I'm working on the Kaggle Titanic dataset. I'm trying to use LightGBM's LGBMClassifier to determine if a given passenger survived. I've created a pipeline for filling in and processing all of the data and am trying to use BayesSearchCV to optimize my LightGBM hyperparameters. I recieve the following error when I use BayesSearchCV:
"TypeError: '<' not supported between instances of 'Version' and 'tuple'"
I have no idea why I'm getting this error since I can fit the pipleine I created to the data and it works with Sklearn's GridSearchCV so I don't know if this is an issue with BayesSearchCV or it's just me. I've put my pipeline and the code that runs the error below with a mark on where the error occurs.
target = 'survived'
categorical_features = ['sex',
#'ticket',
#'cabin',
'embarked']
numeric_features = ['pclass',
'age',
'sibsp',
'parch',
'fare']
train, test = train_test_split(df,test_size=0.20)

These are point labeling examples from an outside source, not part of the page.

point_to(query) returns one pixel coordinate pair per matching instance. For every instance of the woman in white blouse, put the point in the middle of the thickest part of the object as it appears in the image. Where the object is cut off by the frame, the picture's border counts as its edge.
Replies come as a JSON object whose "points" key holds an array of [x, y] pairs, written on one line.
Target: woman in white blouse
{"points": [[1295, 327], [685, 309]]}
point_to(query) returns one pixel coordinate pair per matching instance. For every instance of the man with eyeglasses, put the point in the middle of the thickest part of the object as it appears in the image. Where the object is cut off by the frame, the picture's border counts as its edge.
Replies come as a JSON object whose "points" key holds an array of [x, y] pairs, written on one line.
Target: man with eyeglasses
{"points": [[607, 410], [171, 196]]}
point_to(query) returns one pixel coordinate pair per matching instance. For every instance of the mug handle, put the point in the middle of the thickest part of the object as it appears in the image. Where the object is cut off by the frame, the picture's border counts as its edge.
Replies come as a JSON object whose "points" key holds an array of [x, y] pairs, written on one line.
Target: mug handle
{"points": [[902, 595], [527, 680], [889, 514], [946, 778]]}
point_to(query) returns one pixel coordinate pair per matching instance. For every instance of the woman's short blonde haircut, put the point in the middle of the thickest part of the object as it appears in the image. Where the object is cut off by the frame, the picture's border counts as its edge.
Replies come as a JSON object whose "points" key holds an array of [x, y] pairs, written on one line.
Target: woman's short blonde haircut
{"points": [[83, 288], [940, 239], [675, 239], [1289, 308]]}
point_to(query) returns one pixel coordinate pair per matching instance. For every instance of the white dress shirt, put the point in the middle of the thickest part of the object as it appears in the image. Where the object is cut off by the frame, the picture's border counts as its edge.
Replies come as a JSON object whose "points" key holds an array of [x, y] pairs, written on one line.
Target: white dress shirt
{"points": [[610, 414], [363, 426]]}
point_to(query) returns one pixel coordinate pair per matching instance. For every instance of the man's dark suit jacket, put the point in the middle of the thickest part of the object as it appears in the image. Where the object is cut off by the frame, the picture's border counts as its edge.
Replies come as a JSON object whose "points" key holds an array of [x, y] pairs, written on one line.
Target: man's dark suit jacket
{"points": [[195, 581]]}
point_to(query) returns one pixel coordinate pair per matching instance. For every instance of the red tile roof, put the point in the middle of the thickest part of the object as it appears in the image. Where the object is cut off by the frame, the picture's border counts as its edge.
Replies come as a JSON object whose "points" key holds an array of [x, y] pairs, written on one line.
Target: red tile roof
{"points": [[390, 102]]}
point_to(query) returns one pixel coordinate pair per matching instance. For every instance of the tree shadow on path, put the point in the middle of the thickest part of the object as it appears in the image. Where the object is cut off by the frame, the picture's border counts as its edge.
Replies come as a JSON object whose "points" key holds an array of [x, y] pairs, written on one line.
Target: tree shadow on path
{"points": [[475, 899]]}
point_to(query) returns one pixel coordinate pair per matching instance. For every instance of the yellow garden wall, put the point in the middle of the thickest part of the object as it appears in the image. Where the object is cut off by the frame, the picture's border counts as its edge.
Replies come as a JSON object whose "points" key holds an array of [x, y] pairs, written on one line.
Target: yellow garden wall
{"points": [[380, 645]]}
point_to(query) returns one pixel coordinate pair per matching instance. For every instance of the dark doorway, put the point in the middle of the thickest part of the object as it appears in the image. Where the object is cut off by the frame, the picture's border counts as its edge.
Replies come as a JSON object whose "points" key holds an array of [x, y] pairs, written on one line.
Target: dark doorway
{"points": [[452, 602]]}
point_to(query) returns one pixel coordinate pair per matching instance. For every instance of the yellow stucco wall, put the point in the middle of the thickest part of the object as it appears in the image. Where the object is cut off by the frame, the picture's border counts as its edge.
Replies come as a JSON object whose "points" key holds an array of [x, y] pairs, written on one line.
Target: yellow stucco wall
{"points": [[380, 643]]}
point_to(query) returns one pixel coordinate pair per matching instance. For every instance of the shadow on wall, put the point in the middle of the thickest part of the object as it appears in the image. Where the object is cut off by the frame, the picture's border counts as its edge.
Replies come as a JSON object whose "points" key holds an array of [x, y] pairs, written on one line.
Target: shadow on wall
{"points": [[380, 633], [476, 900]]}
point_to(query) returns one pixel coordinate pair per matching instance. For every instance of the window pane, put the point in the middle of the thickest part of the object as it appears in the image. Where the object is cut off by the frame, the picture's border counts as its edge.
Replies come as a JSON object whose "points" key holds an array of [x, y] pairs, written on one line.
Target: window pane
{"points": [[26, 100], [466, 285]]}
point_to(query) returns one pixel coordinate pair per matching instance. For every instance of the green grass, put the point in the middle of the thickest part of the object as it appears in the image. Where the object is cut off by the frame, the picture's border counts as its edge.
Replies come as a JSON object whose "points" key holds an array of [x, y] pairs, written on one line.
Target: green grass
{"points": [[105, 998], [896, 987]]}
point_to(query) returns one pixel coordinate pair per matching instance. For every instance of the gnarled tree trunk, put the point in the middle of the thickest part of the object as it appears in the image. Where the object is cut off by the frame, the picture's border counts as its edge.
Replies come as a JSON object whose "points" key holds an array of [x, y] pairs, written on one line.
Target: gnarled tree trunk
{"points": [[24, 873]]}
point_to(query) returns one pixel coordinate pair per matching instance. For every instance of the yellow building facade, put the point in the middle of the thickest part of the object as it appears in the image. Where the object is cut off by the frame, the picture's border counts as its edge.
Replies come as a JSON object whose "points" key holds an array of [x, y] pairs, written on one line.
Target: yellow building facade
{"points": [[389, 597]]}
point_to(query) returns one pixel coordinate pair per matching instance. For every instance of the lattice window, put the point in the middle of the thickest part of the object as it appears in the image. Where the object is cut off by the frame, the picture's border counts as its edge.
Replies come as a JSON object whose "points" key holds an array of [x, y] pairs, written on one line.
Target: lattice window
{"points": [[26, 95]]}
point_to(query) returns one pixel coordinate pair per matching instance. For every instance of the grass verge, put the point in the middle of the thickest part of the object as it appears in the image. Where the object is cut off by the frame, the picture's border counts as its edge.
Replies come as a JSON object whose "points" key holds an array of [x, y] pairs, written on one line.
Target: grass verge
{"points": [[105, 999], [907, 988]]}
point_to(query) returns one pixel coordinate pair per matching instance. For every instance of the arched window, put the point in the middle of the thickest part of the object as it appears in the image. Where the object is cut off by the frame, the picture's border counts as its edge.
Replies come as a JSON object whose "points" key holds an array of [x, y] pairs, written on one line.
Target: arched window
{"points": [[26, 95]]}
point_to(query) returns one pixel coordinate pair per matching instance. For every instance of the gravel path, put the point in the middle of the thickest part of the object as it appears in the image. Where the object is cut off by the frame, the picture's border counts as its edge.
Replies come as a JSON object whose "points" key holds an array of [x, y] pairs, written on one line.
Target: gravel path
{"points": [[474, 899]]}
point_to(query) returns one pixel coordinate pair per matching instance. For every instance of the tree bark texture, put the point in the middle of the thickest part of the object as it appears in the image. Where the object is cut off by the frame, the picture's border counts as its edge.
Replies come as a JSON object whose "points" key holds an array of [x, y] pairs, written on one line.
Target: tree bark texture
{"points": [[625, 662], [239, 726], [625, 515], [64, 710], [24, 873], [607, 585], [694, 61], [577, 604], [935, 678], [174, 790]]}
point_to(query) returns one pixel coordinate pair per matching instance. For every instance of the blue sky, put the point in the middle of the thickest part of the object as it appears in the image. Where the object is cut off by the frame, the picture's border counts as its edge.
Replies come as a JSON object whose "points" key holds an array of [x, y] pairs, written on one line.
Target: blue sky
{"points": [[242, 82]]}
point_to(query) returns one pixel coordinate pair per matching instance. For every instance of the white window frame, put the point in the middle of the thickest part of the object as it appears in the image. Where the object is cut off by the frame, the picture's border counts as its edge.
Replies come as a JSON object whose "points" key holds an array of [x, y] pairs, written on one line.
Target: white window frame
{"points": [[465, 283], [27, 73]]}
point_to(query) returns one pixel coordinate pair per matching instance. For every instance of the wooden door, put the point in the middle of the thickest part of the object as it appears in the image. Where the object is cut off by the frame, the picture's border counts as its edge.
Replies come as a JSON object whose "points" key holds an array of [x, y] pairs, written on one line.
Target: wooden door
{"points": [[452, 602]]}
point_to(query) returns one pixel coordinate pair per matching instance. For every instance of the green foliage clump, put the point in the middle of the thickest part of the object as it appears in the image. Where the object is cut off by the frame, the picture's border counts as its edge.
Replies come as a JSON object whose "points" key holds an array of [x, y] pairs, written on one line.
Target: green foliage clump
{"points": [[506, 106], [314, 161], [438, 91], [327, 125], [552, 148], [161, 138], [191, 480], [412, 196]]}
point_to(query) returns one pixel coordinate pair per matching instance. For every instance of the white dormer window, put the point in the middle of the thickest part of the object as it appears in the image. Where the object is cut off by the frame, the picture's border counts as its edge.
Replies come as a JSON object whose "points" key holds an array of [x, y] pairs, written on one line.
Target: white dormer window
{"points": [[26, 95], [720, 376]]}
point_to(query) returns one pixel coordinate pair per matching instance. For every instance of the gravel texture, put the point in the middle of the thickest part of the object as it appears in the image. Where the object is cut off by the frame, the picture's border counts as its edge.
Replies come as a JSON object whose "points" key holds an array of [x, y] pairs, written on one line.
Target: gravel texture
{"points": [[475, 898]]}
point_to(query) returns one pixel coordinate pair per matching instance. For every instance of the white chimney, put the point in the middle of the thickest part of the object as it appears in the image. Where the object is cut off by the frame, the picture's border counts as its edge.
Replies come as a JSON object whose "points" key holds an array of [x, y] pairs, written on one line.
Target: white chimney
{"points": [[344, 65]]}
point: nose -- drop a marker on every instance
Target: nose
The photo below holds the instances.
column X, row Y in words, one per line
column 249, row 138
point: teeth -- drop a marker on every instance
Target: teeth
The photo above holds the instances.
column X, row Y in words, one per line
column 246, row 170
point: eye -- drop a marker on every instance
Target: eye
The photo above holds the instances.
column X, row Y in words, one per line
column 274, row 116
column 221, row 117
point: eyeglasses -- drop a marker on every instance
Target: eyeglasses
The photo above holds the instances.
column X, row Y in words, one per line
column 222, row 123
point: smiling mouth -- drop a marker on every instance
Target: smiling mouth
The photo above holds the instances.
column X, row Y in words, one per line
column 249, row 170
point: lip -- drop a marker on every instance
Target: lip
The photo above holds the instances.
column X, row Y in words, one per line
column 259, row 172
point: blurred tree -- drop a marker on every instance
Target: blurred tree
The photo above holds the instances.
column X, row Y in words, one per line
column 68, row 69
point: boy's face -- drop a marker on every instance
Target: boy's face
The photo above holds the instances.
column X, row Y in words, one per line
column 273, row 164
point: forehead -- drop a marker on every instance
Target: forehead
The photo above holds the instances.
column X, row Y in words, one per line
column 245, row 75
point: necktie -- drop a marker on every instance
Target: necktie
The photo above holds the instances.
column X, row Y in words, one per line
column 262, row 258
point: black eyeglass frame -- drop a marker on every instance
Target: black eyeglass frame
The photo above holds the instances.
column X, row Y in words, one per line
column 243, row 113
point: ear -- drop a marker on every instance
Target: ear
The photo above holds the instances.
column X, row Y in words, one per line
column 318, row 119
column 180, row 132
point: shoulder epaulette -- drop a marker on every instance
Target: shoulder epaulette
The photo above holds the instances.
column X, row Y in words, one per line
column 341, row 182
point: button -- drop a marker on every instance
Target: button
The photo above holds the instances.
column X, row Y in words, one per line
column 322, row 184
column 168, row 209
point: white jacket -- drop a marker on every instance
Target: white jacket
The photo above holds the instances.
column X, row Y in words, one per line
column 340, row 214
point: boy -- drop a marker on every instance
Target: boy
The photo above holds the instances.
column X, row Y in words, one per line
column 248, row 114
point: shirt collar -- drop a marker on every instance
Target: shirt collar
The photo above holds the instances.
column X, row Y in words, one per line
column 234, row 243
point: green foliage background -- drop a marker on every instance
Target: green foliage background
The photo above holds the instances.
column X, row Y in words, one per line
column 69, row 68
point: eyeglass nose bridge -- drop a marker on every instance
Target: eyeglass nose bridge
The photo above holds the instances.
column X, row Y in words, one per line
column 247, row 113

numerical_pipe = Pipeline([('imputer', SimpleImputer(strategy = 'mean'))])
categorical_pipe = Pipeline([('imputer', SimpleImputer(strategy = 'constant', fill_value = 'missing')),
('onehot', OneHotEncoder(handle_unknown = 'ignore'))])
preprocessing = ColumnTransformer(transformers = [
('cat', categorical_pipe, categorical_features),
('num', numerical_pipe, numeric_features)])
lgb_pipe = Pipeline([
('preprocess', preprocessing),
('classifier', LGBMClassifier())])
search_space_lgb = {'num_leaves': Integer(1, 500),
'max_depth': Integer(1, 500)}
bayes_search_lgb = BayesSearchCV(lgb_pipe,
search_space_lgb)
bs_lgb = bayes_search_lgb.fit(train[numeric_features + categorical_features],
train[target]) #ERROR HERE
print(bs_lgb.best_params_)
This is an extra part of the error I think is useful in identifying what exactly is wrong.
/Applications/anaconda3/lib/python3.7/site-packages/skopt/space/space.py in rvs(self, n_samples, random_state)
762
763 for dim in self.dimensions:
--> 764 if sp_version < (0, 16):
765 columns.append(dim.rvs(n_samples=n_samples))
766 else:
Found another stackoverflow with the same error as I have (TypeError inside the `scikit-optimize` package) but none of the solutions work for me.
The BayesSearchCV come from the skopt library. You don't have to import the whole library you can just type this following command:
from skopt import BayesSearchCV
Also, you might want to use shift+tab to double check on the parameters requirements. Most errors happen at the parameters' level. Let me know if that solve the issue.